Opinion
No. 2021-06345 Ind. No. 559/19
02-01-2023
Alex Smith, Middletown, NY, for appellant. David M. Hoovler, District Attorney, Goshen, NY (Robert H. Middlemiss of counsel), for respondent.
Alex Smith, Middletown, NY, for appellant.
David M. Hoovler, District Attorney, Goshen, NY (Robert H. Middlemiss of counsel), for respondent.
BETSY BARROS, J.P. CHERYL E. CHAMBERS, JOSEPH A. ZAYAS, HELEN VOUTSINAS, JJ.
DECISION & ORDER
Appeal by the defendant from a judgment of the County Court, Orange County (William L. DeProspo, J.), rendered July 29, 2021, convicting him of attempted criminal sale of a controlled substance in the third degree (two counts), upon his plea of guilty, and sentencing him, as a second felony drug offender previously convicted of a violent felony, to consecutive determinate terms of imprisonment of 9 years, to be followed by a period of postrelease supervision of 3 years, on each count.
ORDERED that the judgment is modified, as a matter of discretion in the interest of justice, by reducing the sentence imposed from consecutive determinate terms of imprisonment of 9 years, to be followed by a period of postrelease supervision of 3 years, on each count, to concurrent determinate terms of imprisonment of 7 years, to be followed by a period of postrelease supervision of 3 years, on each count; as so modified, the judgment is affirmed.
The defendant entered a plea of guilty to two counts of attempted criminal sale of a controlled substance in the third degree, and the County Court promised to impose a sentence consisting of concurrent terms of imprisonment that would be capped at 5 years, to be followed by a period of postrelease supervision of 2 years, on each count. The defendant was advised that the court's promise was based upon specified conditions. The court found that the defendant had violated certain conditions. Based on that finding, the court imposed an enhanced sentence, consisting of consecutive determinate terms of imprisonment of 9 years, to be followed by a period of postrelease supervision of 3 years, on each count.

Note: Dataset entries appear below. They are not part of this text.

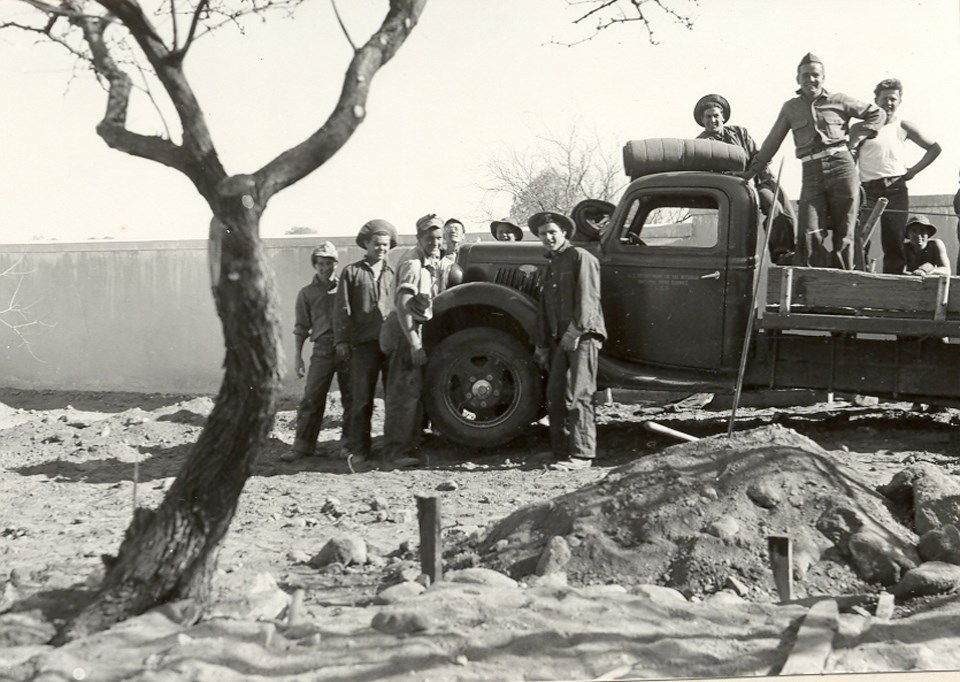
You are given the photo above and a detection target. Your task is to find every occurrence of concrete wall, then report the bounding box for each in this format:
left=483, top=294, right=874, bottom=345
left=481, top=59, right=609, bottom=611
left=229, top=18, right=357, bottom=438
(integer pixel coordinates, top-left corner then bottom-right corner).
left=0, top=195, right=958, bottom=395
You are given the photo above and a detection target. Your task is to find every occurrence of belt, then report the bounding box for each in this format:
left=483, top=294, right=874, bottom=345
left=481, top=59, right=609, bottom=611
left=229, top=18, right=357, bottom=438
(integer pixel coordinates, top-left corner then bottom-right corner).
left=800, top=144, right=850, bottom=163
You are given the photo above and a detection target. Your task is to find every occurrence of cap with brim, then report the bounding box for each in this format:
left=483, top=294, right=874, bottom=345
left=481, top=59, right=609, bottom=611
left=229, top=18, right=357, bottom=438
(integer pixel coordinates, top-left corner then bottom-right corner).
left=905, top=215, right=937, bottom=237
left=490, top=218, right=523, bottom=241
left=310, top=242, right=340, bottom=263
left=527, top=211, right=574, bottom=239
left=357, top=218, right=397, bottom=249
left=693, top=93, right=730, bottom=125
left=417, top=213, right=443, bottom=237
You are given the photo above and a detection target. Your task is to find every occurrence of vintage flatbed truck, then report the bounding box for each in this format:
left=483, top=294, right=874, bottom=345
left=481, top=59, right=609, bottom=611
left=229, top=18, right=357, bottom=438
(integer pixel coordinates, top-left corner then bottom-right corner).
left=424, top=138, right=960, bottom=447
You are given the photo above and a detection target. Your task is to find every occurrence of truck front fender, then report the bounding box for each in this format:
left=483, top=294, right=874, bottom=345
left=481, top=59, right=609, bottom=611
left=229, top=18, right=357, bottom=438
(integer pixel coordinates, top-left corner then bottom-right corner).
left=424, top=282, right=537, bottom=346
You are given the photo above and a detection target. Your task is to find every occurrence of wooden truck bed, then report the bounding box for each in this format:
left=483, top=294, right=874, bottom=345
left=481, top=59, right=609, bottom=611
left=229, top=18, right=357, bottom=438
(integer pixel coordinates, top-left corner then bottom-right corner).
left=757, top=266, right=960, bottom=338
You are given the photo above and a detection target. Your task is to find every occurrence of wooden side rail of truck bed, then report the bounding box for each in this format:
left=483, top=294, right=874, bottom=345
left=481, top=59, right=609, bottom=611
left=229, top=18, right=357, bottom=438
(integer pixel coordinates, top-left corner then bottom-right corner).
left=758, top=266, right=960, bottom=338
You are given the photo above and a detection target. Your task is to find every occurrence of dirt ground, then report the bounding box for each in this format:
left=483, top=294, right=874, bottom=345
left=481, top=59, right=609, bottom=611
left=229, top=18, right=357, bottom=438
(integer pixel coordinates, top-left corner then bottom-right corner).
left=0, top=389, right=960, bottom=681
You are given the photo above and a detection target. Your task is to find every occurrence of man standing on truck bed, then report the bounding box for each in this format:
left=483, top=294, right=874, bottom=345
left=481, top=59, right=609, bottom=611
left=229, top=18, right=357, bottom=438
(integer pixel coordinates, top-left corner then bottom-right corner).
left=527, top=211, right=607, bottom=471
left=693, top=94, right=797, bottom=265
left=743, top=52, right=886, bottom=270
left=851, top=78, right=940, bottom=275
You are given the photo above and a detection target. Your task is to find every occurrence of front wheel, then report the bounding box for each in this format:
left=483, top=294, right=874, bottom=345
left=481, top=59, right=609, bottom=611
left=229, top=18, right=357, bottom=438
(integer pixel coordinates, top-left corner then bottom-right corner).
left=424, top=327, right=543, bottom=448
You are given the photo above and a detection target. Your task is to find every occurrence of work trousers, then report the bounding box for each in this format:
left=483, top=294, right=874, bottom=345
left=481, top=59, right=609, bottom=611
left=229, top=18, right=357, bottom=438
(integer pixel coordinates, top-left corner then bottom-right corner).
left=800, top=150, right=860, bottom=270
left=293, top=334, right=351, bottom=456
left=383, top=335, right=424, bottom=459
left=757, top=182, right=797, bottom=265
left=346, top=340, right=388, bottom=457
left=860, top=175, right=910, bottom=275
left=547, top=334, right=600, bottom=459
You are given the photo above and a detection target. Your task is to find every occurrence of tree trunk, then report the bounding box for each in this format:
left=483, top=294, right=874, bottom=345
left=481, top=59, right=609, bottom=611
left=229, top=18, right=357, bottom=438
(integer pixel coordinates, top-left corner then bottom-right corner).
left=54, top=203, right=282, bottom=643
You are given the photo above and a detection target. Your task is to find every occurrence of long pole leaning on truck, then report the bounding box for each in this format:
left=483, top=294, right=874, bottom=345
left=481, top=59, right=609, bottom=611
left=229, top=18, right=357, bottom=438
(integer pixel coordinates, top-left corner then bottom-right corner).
left=727, top=156, right=784, bottom=438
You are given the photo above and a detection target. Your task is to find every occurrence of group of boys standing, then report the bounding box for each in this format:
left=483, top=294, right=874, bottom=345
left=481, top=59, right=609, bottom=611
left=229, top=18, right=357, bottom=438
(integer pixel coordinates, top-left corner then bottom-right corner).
left=281, top=212, right=606, bottom=470
left=694, top=53, right=949, bottom=274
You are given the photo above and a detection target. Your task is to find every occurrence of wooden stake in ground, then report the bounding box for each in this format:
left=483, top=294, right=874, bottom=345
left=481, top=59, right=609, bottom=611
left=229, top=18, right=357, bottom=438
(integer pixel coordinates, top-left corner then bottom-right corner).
left=767, top=535, right=793, bottom=601
left=417, top=495, right=443, bottom=585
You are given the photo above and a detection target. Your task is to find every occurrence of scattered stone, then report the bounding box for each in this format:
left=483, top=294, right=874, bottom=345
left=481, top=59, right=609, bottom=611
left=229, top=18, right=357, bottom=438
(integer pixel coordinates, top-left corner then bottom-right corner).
left=893, top=561, right=960, bottom=599
left=849, top=531, right=916, bottom=585
left=310, top=535, right=367, bottom=568
left=374, top=581, right=427, bottom=604
left=370, top=611, right=430, bottom=635
left=707, top=516, right=740, bottom=540
left=444, top=568, right=517, bottom=587
left=917, top=523, right=960, bottom=565
left=537, top=535, right=573, bottom=575
left=747, top=480, right=781, bottom=509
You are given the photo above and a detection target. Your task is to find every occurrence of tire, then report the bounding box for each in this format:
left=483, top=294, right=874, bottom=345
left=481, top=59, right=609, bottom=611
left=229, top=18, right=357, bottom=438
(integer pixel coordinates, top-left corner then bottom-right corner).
left=424, top=327, right=543, bottom=448
left=570, top=199, right=616, bottom=242
left=623, top=137, right=747, bottom=180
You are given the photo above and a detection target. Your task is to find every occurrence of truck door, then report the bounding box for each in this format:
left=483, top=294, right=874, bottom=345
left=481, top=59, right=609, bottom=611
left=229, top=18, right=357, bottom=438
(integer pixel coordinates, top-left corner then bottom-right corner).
left=602, top=187, right=742, bottom=369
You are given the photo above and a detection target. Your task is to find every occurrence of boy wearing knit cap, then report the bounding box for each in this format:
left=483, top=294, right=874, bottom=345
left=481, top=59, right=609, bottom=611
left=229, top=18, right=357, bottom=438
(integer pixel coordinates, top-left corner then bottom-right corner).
left=280, top=242, right=351, bottom=462
left=333, top=219, right=397, bottom=462
left=743, top=52, right=886, bottom=270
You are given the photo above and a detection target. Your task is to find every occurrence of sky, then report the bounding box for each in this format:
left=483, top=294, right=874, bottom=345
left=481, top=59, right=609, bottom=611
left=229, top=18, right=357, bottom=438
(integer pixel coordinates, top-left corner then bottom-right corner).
left=0, top=0, right=960, bottom=243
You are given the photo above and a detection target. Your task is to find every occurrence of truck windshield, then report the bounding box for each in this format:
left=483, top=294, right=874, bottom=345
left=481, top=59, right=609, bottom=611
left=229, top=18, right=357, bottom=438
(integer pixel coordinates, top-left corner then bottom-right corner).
left=620, top=194, right=720, bottom=249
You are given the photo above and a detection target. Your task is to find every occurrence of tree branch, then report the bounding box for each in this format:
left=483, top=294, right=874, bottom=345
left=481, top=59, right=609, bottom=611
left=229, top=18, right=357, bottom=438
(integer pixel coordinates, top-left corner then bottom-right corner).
left=255, top=0, right=426, bottom=204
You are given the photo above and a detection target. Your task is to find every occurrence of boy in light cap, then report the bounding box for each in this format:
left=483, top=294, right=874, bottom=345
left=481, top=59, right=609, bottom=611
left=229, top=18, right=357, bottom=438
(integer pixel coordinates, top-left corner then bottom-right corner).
left=333, top=219, right=397, bottom=462
left=380, top=213, right=443, bottom=467
left=280, top=242, right=351, bottom=462
left=742, top=52, right=886, bottom=270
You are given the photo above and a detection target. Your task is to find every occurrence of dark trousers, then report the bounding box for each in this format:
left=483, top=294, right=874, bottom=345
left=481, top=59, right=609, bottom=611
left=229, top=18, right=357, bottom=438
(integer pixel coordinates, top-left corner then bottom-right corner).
left=547, top=335, right=600, bottom=459
left=346, top=340, right=387, bottom=456
left=383, top=336, right=424, bottom=459
left=860, top=176, right=910, bottom=275
left=757, top=182, right=797, bottom=263
left=800, top=151, right=860, bottom=270
left=293, top=334, right=350, bottom=455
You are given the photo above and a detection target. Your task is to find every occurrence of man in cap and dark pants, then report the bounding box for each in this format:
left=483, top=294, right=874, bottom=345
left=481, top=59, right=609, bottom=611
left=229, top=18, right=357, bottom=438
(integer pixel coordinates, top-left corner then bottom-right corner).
left=743, top=52, right=886, bottom=270
left=280, top=242, right=351, bottom=462
left=333, top=219, right=397, bottom=462
left=380, top=213, right=443, bottom=467
left=527, top=211, right=607, bottom=471
left=693, top=94, right=797, bottom=265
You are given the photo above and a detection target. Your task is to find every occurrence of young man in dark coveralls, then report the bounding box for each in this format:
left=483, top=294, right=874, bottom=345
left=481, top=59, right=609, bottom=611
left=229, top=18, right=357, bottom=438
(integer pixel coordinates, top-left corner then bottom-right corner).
left=693, top=94, right=797, bottom=265
left=527, top=211, right=607, bottom=471
left=280, top=242, right=350, bottom=462
left=380, top=214, right=443, bottom=467
left=742, top=52, right=886, bottom=270
left=333, top=219, right=397, bottom=463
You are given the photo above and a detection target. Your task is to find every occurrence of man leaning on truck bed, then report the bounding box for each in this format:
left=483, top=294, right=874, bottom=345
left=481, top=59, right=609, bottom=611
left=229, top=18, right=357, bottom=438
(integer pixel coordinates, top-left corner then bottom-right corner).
left=743, top=52, right=886, bottom=270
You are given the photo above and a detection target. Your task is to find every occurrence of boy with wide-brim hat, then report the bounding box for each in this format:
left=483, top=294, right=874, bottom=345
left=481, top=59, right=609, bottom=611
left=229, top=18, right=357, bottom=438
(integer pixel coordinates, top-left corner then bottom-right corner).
left=280, top=242, right=351, bottom=462
left=334, top=218, right=397, bottom=463
left=527, top=211, right=607, bottom=471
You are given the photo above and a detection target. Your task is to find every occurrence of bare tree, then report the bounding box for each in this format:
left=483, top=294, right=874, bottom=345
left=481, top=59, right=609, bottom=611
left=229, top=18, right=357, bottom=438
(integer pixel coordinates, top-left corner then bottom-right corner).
left=0, top=0, right=426, bottom=642
left=484, top=127, right=625, bottom=221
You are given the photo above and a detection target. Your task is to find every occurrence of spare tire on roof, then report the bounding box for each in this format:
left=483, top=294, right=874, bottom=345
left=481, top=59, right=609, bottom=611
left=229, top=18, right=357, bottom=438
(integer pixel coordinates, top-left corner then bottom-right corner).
left=623, top=137, right=747, bottom=179
left=570, top=199, right=616, bottom=242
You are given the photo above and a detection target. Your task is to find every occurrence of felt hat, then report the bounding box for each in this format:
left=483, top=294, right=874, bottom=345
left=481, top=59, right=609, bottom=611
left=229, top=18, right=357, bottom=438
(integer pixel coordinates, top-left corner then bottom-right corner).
left=310, top=242, right=340, bottom=264
left=357, top=218, right=397, bottom=249
left=417, top=213, right=443, bottom=237
left=904, top=215, right=937, bottom=237
left=527, top=211, right=574, bottom=239
left=797, top=52, right=823, bottom=71
left=490, top=218, right=523, bottom=241
left=693, top=93, right=730, bottom=125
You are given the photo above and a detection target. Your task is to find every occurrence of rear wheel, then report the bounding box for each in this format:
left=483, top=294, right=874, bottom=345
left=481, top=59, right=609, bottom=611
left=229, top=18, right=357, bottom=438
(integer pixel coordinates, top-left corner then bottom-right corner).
left=424, top=327, right=543, bottom=448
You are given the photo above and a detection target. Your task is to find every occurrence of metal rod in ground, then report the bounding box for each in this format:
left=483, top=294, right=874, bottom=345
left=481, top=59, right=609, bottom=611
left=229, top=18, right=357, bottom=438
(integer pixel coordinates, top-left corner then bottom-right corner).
left=643, top=422, right=700, bottom=443
left=417, top=495, right=443, bottom=585
left=727, top=158, right=784, bottom=437
left=767, top=535, right=793, bottom=601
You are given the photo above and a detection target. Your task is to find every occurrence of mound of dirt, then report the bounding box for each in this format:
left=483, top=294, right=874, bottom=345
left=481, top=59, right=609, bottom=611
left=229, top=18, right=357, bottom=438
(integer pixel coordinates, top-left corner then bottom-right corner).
left=476, top=426, right=916, bottom=601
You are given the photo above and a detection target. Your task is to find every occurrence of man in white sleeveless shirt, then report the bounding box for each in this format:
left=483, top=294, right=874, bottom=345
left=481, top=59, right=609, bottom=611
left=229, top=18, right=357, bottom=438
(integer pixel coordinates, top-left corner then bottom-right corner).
left=854, top=78, right=940, bottom=275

On appeal, the defendant contends that the County Court did not have a sufficient basis on which to impose an enhanced sentence. As the People correctly concede, this claim is not precluded by his waiver of the right to appeal (see People v Smith, 160 A.D.3d 664, 665; People v Gregory, 140 A.D.3d 1088, 1089). The defendant's contention, however, is partially unpreserved for appellate review and, in any event, without merit. The court's findings that the defendant violated the conditions imposed at the plea proceeding were "supported by sufficient reliable and accurate information" (People v Sterngast, ___ A.D.3d ___, ___, 2022 NY Slip Op 07457, *1 [2d Dept]; see People v Valencia, 3 N.Y.3d 714, 715; People v Outley, 80 N.Y.2d 702, 712), and it was therefore appropriate for the court to impose an enhanced sentence.
Contrary to the People's argument, the defendant's further contention that the enhanced sentence imposed was excessive is not foreclosed by the defendant's waiver of the right to appeal, since the defendant was not advised during the plea proceeding of the maximum sentence that could be imposed if he failed to comply with the conditions of the County Court's sentencing promise (see People v Wynne, 206 A.D.3d 1013, 1014; People v McNeil, 164 A.D.3d 608; People v Shea, 254 A.D.2d 512, 513; see also People v Lococo, 92 N.Y.2d 825, 827). Although the court had a right to enhance the defendant's sentence, "we have broad, plenary power to modify an enhanced sentence that is harsh or excessive under the circumstances" (People v Diaz, 146 A.D.3d 803, 805; see People v Burbridge, 194 A.D.3d 831, 833). The enhanced sentence imposed was excessive to the extent indicated herein.
The defendant's remaining contention is unpreserved for appellate review, and we decline to reach it in the exercise of our interest of justice jurisdiction.
BARROS, J.P., CHAMBERS, ZAYAS and VOUTSINAS, JJ., concur.